Adapting the routing system to the newer model and the real world has required a number of hacks such as the TE extensions (constraining the single best path due to capacity limits) and ECMP allowing some utilization of multiple parallel paths. Overall this has not been very satisfactory and it is certainly not an architecturally pure solution. Moreover the distribution of traffic across multiple paths by ECMP typically relies on hashing the whole of the destination and maybe the source addresses and other info in the packet to ensure that the transport layer constraints on ordering are met. In many cases this splitting is very fine grained and relies on using more information than is required for routing. This may limit our ability to do information hiding in the routing system.

The deliberate disaggregation of prefixes is a response to the need to force the routing system to distribute traffic over multiple paths leading to the same destination where the specific tools are inadequate.

So what...
==========
Observation 2: The routing system today is not a very good match for the reality of the network model today. This is partly caused by a mismatch between the assumptions at the internet layer and the transport layer, and partly by the development of meshy networks.

In today's meshy network, it is not just multihomed end sites that see multiple useful routes from here-to-anywhere. Many routers in the core network could, if the routing system allowed it, also see multiple useful routes. I would therefore claim that traffic engineering and multihoming contain a common problem that does not just manifest itself at the edge of the network.

Observation 3: A good solution to the routing (scalability) problem needs to embrace the availability of (and need to use) multiple routes between both edge and interior points in the network.

The id/locator split solution which we have been looking at attempts to hide this situation at one particular locus in the network (somewhere between the end host and the first provider edge), rather than solving it generally. It would presumably leave the traffic engineering problem in the core using the existing routing based techniques.

In essence, unlike today's network, where the internet layer uses reasonably uniform routing techniques throughout and crafts traffic engineering/multihoming solutions from the same tools everywhere, the network would be partitioned, with the edge and core using different techniques to achieve the required traffic engineering.
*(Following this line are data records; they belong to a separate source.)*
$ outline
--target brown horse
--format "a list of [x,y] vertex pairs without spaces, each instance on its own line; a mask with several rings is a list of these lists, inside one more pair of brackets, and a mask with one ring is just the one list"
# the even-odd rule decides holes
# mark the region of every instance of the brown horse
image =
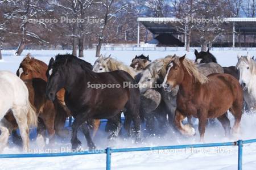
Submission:
[[[36,113],[38,114],[39,121],[38,134],[45,137],[46,130],[47,130],[49,138],[52,139],[55,134],[54,130],[55,112],[53,103],[46,97],[46,82],[40,78],[34,78],[24,80],[24,82],[28,90],[29,101],[35,108]],[[5,118],[11,123],[10,128],[11,130],[18,128],[16,120],[11,112],[8,112]]]
[[[230,133],[230,123],[225,113],[229,110],[235,118],[233,133],[239,131],[243,105],[243,91],[238,81],[228,74],[213,74],[207,77],[200,73],[193,61],[175,57],[167,67],[163,83],[171,91],[179,86],[174,123],[184,135],[193,135],[195,130],[181,121],[193,116],[199,120],[200,141],[204,141],[207,120],[217,117],[225,131]],[[225,96],[225,97],[224,97]]]
[[[39,78],[47,82],[46,71],[48,66],[42,61],[32,57],[28,54],[23,60],[17,70],[16,75],[22,80],[27,80],[32,78]],[[64,101],[65,90],[61,89],[56,94],[56,101],[53,101],[56,112],[55,129],[57,134],[61,137],[67,135],[63,131],[63,127],[67,117],[71,115],[69,109],[67,107]],[[94,121],[93,124],[93,135],[95,135],[100,126],[100,120]]]
[[149,60],[149,57],[146,57],[143,54],[141,54],[139,56],[136,55],[135,57],[131,61],[131,63],[130,65],[136,71],[141,71],[147,65],[151,62],[151,61]]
Observation 4: Adopting multiple different solutions to the multihoming/traffic enginering problems at different places in the network is likely to lead to interactions between the solutions.
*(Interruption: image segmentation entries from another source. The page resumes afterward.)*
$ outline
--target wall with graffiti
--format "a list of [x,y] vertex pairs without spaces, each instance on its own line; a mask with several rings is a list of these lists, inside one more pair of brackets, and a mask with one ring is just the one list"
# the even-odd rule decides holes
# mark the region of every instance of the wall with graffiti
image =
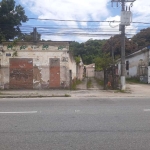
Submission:
[[[69,70],[73,70],[74,76],[76,74],[75,61],[70,58],[69,44],[66,42],[36,45],[20,43],[15,46],[11,45],[11,42],[6,42],[3,44],[3,50],[4,53],[0,56],[1,89],[49,89],[53,83],[53,78],[50,77],[56,70],[60,71],[60,84],[57,83],[56,87],[68,88]],[[13,54],[14,52],[16,55]],[[59,59],[59,65],[53,66],[50,59]],[[59,69],[53,68],[58,66]]]

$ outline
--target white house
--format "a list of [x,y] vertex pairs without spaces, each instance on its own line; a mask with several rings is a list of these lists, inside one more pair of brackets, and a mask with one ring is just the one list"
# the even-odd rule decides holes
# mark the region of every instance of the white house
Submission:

One area of interaction that I can see is the need to extract information from inner headers in core routers to correctly execute ECMP and other classification schemes if a form of encapsulation is used. This will increase the processing and memory bandwidth burden on core routers, particularly during the transition.
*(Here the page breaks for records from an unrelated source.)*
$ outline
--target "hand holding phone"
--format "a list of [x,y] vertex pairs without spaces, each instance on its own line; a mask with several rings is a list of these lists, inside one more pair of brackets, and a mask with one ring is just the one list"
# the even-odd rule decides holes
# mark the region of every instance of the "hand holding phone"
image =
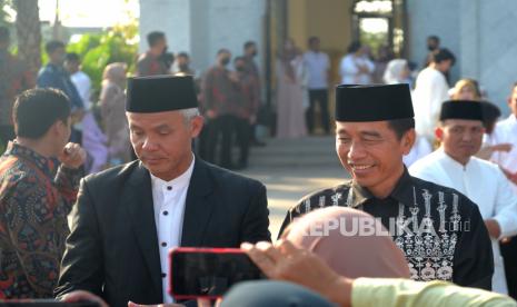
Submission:
[[264,278],[238,248],[176,248],[170,255],[169,294],[176,299],[215,299],[235,284]]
Observation 5: Disguising a problem rather than solving it will likely lead to needing a more complex solution in the future.

There is a significant risk that network growth and increases in core connectivity will lead to the routing table size problem reasserting itself due to the use of complex traffic engineering. The problem would thus be postponed rather than solved, and the result might be the need to combine solutions rather than using a common one.

Conclusion:
===========
Whilst it is highly likely that the id/loc split is a good idea, we shouldn't assume that it is a panacea for the multiple path problem. A uniform routing solution which manages the existence of multiple paths may well constrain the growth of the routing tables better than multiple partial solutions and provide a solution to the multihoming aspects of the core and edge problems.

In the longer term we need to look at the assumptions of the network model we are using and determine if we can modify them to make the multiple path problem more tractable.